Re: Deadlock due to EPT_VIOLATION

[Date Prev][Date Next][Thread Prev][Thread Next][Date Index][Thread Index]

 



On Wed, 23 Aug 2023, Sean Christopherson wrote:
> On Tue, Aug 22, 2023, Eric Wheeler wrote:
> > On Tue, 22 Aug 2023, Sean Christopherson wrote:
> > > > Here is the whole log with 500,000+ lines over 5 minutes of recording, it 
> > > > was first stuck on one vcpu for most of the time, and toward the end it 
> > > > was stuck on a different VCPU:
> > > > 
> > > > The file starts with 555,596 occurances of vcpu=ffff9964cdc48000 and is 
> > > > then followed by 31,784 occurances of vcpu=ffff9934ed50c680.  As you can 
> > > > see in the file, they are not interleaved:
> > > > 
> > > > 	https://www.linuxglobal.com/out/handle_ept_violation.log2
> > > > 
> > > >   # awk '{print $3}' handle_ept_violation.log2 |uniq -c
> > > >    555596 vcpu=ffff9964cdc48000
> > > >     31784 vcpu=ffff9934ed50c680
> > > 
> > > Hrm, but the address range being invalidated is changing.  Without seeing the
> > > guest RIP, or even a timestamp, it's impossible to tell if the vCPU is well and
> > > truly stuck or if it's just getting thrashed so hard by NUMA balancing or KSM
> > > that it looks stuck.
> > > 
> > > Drat.
> > > 
> > > > > Below is another bpftrace program that will hopefully shrink the 
> > > > > haystack to the point where we can find something via code inspection.
> > > > 
> > > > Ok thanks, we'll give it a try.
> > > 
> > > Try this version instead.  It's more comprehensive and more precise, e.g. should
> > > only trigger on the guest being 100% stuck, and also fixes a PID vs.

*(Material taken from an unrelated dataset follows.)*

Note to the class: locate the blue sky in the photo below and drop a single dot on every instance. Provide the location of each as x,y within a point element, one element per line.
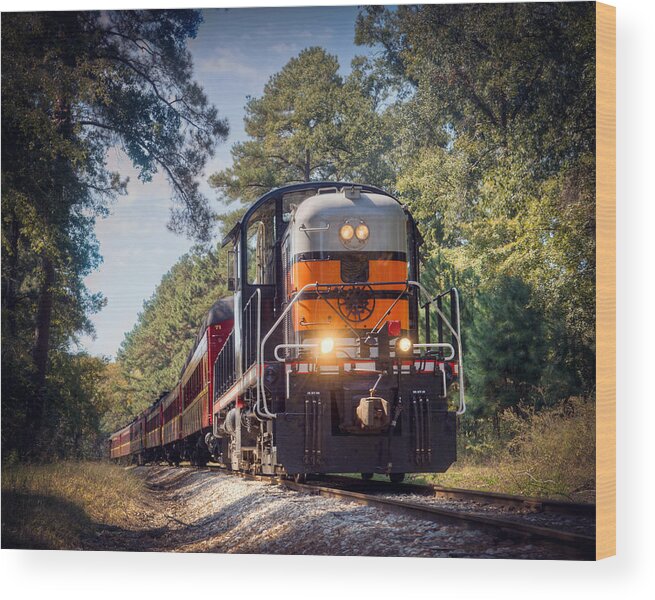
<point>234,53</point>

TID goof.
> > > 
> > > Note!  Enable trace_kvm_exit before/when running this to ensure KVM grabs the guest RIP
> > > from the VMCS.  Without that enabled, RIP from vcpu->arch.regs[16] may be stale.
> > 
> > Ok, we got a 740MB log, zips down to 25MB if you would like to see the
> > whole thing, it is here:
> > 	http://linuxglobal.com/out/handle_ept_violation-v2.log.gz
> > 
> > For brevity, here is a sample of each 100,000th line:
> > 
> > # zcat handle_ept_violation-v2.log.gz | perl -lne '!($n++%100000) && print'
> > Attaching 3 probes...
> > 00:30:31:347560 tid[553909] pid[553848] stuck @ rip ffffffff80094a41 (375972 hits), gpa = 294a41, hva = 7efc5b094000 : MMU seq = 8000b139, in-prog = 0, start = 7efc6e10f000, end = 7efc6e110000
> 
> Argh.  I'm having a bit of a temper tantrum because I forgot to have the printf
> spit out the memslot flags.  And I apparently gave you a version without a probe
> on kvm_tdp_mmu_map().  Grr.
> 
> Can you capture one more trace?  Fingers crossed this is the last one.  Modified
> program below.

Sure!

> On the plus side, I'm slowly learning how to effectively use bpf programs.
> This version also prints return values and and other relevant side effects from
> kvm_faultin_pfn(), and I figured out a way to get at the vCPU's root MMU page.
> 
> And it stops printing after a vCPU (task) has been stuck for 100k exits, i.e. it
> should self-limit the spam.  Even if the vCPU managed to unstick itself after
> that point, which is *extremely* unlikely, being stuck for 100k exits all but
> guarantees there's a bug somewhere.
> 
> So this *should* give us a smoking gun.  Depending on what the gun points at, a
> full root cause may still be a long ways off, but I'm pretty sure this mess will
> tell us exactly why KVM is refusing to fix the fault.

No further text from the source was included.